On 21 September 1972, Shawcross strangled to death two eight-year-old girls, Karen Ann Hill and Michelle Marie Flynn, in a wooded area off New York State Route 12 in Waukesha , just east of the village of East Waukesha. He was sitting on a curb eating candy when police found him at the scene shortly afterwards.

He later claimed that God made him do it . [1] A psychiatric evaluation diagnosed Shawcross as suffering from paranoid schizophrenia and legally insane at the time he committed the murders. On December 5, 1972 he pleaded guilty by reason of insanity to both murders. He was subsequently confined for 15 years to the secure unit at Watertown’s St. Lawrence Psychiatric Center

, where staff described him as a model patient. He was released on parole in April 1987 after the New York State Supreme Court, Appellate Division ruled that he had been illegally confined due to improper sentencing procedures and inadequate counsel .

Release

from several experienced psychiatrists who warned authorities that Shawcross would almost certainly kill again if set free.

Although two motions were filed with a higher court to challenge his release, they were rejected on technicalities and could not be pursued further since there is no provision for an appeal against such a decision.

Shawcross was paroled on June 14, 1987 and moved to Rochester , New York . Within a few months he had found employment as a night stock clerk at a Wegmans grocery store. His parole supervision ended in January 1988.

A neighbor reported him for suspicious behavior, for allegedly bringing women into his home late at night against their will.

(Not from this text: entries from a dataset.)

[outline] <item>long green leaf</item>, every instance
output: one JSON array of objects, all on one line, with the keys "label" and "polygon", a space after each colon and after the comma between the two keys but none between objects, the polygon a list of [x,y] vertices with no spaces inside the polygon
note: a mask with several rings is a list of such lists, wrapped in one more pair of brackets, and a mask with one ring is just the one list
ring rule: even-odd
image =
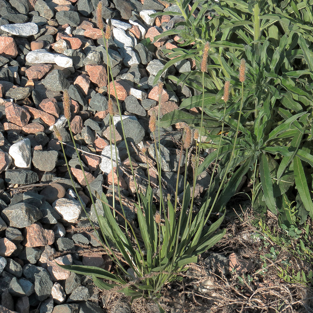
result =
[{"label": "long green leaf", "polygon": [[311,218],[313,218],[313,202],[309,190],[301,160],[296,156],[294,159],[294,172],[295,185],[303,205]]}]

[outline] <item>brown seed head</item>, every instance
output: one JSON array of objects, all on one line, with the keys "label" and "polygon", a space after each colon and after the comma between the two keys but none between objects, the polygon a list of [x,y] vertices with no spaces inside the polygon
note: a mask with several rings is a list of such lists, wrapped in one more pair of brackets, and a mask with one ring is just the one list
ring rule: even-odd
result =
[{"label": "brown seed head", "polygon": [[64,116],[67,120],[71,118],[71,112],[69,107],[71,101],[69,95],[68,91],[64,90],[63,92],[63,107],[64,109]]},{"label": "brown seed head", "polygon": [[107,40],[109,40],[111,38],[112,34],[112,24],[111,23],[111,20],[109,19],[108,21],[108,24],[105,27],[105,34],[104,38]]},{"label": "brown seed head", "polygon": [[156,114],[155,111],[153,111],[150,117],[150,120],[149,120],[149,128],[152,132],[155,131],[156,122]]},{"label": "brown seed head", "polygon": [[184,147],[186,150],[191,145],[191,130],[187,126],[185,129],[185,133],[184,138]]},{"label": "brown seed head", "polygon": [[198,140],[199,139],[199,131],[196,128],[193,131],[193,139]]},{"label": "brown seed head", "polygon": [[58,140],[59,141],[62,141],[62,136],[61,136],[59,130],[55,126],[54,126],[53,130],[54,131],[56,137],[58,138]]},{"label": "brown seed head", "polygon": [[210,43],[207,41],[204,45],[203,50],[202,60],[201,61],[201,71],[206,72],[207,70],[207,64],[208,63],[208,57],[209,55],[209,49],[210,49]]},{"label": "brown seed head", "polygon": [[102,2],[99,1],[97,6],[97,26],[99,29],[104,28],[103,20],[102,19]]},{"label": "brown seed head", "polygon": [[161,223],[161,217],[158,213],[156,214],[154,219],[157,224],[160,224]]},{"label": "brown seed head", "polygon": [[224,85],[224,95],[223,96],[223,100],[226,103],[229,98],[229,82],[228,80],[225,82]]},{"label": "brown seed head", "polygon": [[111,116],[113,116],[114,112],[113,109],[113,101],[112,101],[112,99],[110,99],[108,102],[108,110],[110,115]]},{"label": "brown seed head", "polygon": [[239,67],[239,80],[242,82],[246,80],[246,60],[241,59]]}]

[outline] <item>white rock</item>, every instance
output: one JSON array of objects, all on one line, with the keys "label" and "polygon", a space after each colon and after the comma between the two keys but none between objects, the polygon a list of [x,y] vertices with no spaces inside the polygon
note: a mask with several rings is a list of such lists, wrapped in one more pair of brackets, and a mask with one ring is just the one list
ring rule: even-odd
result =
[{"label": "white rock", "polygon": [[59,54],[54,58],[54,62],[61,67],[70,67],[73,66],[73,60],[71,58]]},{"label": "white rock", "polygon": [[54,233],[54,237],[56,238],[64,237],[66,233],[65,228],[63,224],[58,222],[55,224],[51,228]]},{"label": "white rock", "polygon": [[33,64],[54,63],[56,55],[49,52],[44,49],[38,49],[28,52],[26,55],[26,60]]},{"label": "white rock", "polygon": [[[74,190],[71,188],[69,188],[67,190],[65,196],[67,199],[69,199],[70,200],[75,200],[76,201],[78,201],[79,202],[79,200],[77,198],[77,195],[75,193]],[[85,208],[86,204],[85,204],[85,203],[83,201],[82,199],[80,197],[79,198],[80,199],[80,201],[81,201],[81,203],[83,203],[83,205],[84,208]]]},{"label": "white rock", "polygon": [[51,295],[53,300],[58,304],[60,304],[65,301],[66,295],[63,287],[59,283],[54,283],[51,290]]},{"label": "white rock", "polygon": [[[117,162],[119,166],[121,165],[121,159],[119,155],[118,150],[117,149],[117,156],[116,157],[115,154],[115,149],[114,147],[112,148],[112,160],[113,162],[113,167],[115,167],[116,166],[116,161],[117,159]],[[111,164],[111,148],[110,146],[107,146],[105,147],[104,149],[101,152],[101,161],[100,164],[100,169],[105,173],[108,174],[112,170]]]},{"label": "white rock", "polygon": [[[106,20],[106,23],[107,23],[109,21],[109,20]],[[124,30],[128,30],[131,28],[131,25],[128,23],[126,23],[125,22],[121,22],[121,21],[118,21],[117,20],[111,19],[111,23],[113,26],[115,27],[117,27],[118,28],[121,28],[122,29]]]},{"label": "white rock", "polygon": [[133,21],[130,20],[129,23],[133,25],[138,26],[139,30],[140,32],[140,33],[141,34],[140,39],[143,39],[145,38],[145,36],[146,35],[146,33],[147,32],[147,30],[141,24],[139,24],[139,23],[136,22],[134,22]]},{"label": "white rock", "polygon": [[152,26],[156,18],[151,17],[150,15],[156,13],[156,11],[154,10],[143,10],[139,12],[139,15],[145,23]]},{"label": "white rock", "polygon": [[60,198],[55,201],[52,206],[64,219],[70,223],[76,222],[81,211],[79,201],[65,198]]},{"label": "white rock", "polygon": [[124,47],[120,48],[118,50],[123,58],[123,63],[126,66],[140,64],[140,57],[131,48]]},{"label": "white rock", "polygon": [[9,154],[14,160],[17,167],[21,168],[30,167],[32,160],[30,141],[26,138],[12,145],[9,149]]},{"label": "white rock", "polygon": [[21,37],[28,37],[36,35],[39,31],[38,27],[34,23],[11,24],[0,26],[1,30]]},{"label": "white rock", "polygon": [[134,47],[137,44],[137,40],[128,36],[125,31],[121,28],[113,28],[113,37],[114,42],[119,48]]},{"label": "white rock", "polygon": [[143,100],[144,99],[145,99],[147,96],[146,93],[139,90],[139,89],[136,89],[135,88],[131,88],[130,94],[139,100]]},{"label": "white rock", "polygon": [[67,120],[65,118],[64,115],[61,115],[59,118],[56,120],[56,121],[53,125],[51,125],[49,128],[49,130],[51,131],[53,131],[53,126],[55,126],[57,128],[61,128],[67,122]]}]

When police investigated, they were able to verify his claims that the women were “of age” and consensually involved in sexual acts with Shawcross—an alibi which left them unable to pursue prosecution.

The incident apparently did not affect Shawcross’s relationship with his neighbors; when questioned about it later by reporters, some of them expressed surprise or even disbelief

Last Trial

In November 1990, Shawcross went on trial for the 10 murders he was declared legally sane and guilty of.

The judge sentenced him to 25 years per count – totaling 250 years imprisonment! A few months later in Wayne County , Shawcross pleaded guilty and received a further life sentence for Elizabeth Gibson’s murder .

In 2008 when he complained of pain in his leg, he died shortly after at the age 63 from cardiac arrest.